Waging Peace: Interfaith Youth Movement for Peace

August 18, 2008

Author: Josh Walsh

Source: Washington Report on Middle East Affairs

http://www.wrmea.com/archives/August_2008/0808060b.html

The United States Institute of Peace (USIP) hosted a seminar on “Advancing the Interfaith Youth Movement for Peace” on June 10 in Washington, DC. The speakers represented a variety of organizations that are engaging young people around the world as partners and future leaders in interfaith works.

Eboo Patel, director and founder of Inter Faith Youth Core (IYFC) in Chicago, said that the interfaith movement should look beyond diversity and work for pluralism. The difference, he explained, is that the former is simply a fact of demographics, when people of different backgrounds live next to each other in the same place. Diversity becomes pluralism when these people engage each other through positive interaction.
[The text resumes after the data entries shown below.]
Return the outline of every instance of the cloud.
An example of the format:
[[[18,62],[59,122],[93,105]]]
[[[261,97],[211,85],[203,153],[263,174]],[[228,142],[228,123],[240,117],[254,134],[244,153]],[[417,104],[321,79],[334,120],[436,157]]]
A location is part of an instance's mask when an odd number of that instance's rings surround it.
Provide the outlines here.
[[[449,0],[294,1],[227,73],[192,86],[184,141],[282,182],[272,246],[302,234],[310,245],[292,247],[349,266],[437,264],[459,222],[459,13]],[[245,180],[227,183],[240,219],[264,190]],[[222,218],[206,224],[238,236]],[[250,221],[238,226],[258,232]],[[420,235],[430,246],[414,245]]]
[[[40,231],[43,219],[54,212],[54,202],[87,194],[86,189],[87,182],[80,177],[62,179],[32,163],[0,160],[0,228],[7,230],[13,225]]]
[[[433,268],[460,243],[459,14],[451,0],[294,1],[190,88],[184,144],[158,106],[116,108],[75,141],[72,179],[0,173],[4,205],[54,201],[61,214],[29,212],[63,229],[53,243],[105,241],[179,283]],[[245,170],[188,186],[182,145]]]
The aim of the interfaith movement, then, is for religious communities to move from simple coexistence to a working partnership for the common good.

Patel cited several factors in the importance of engaging youth in an interfaith context: the “youth bulge” that is bringing down the average age of the world’s population; the inability of traditional livelihoods to provide income for the next generation; what it means to be an individual in this new globalized world; and the ongoing religious revival happening across the globe.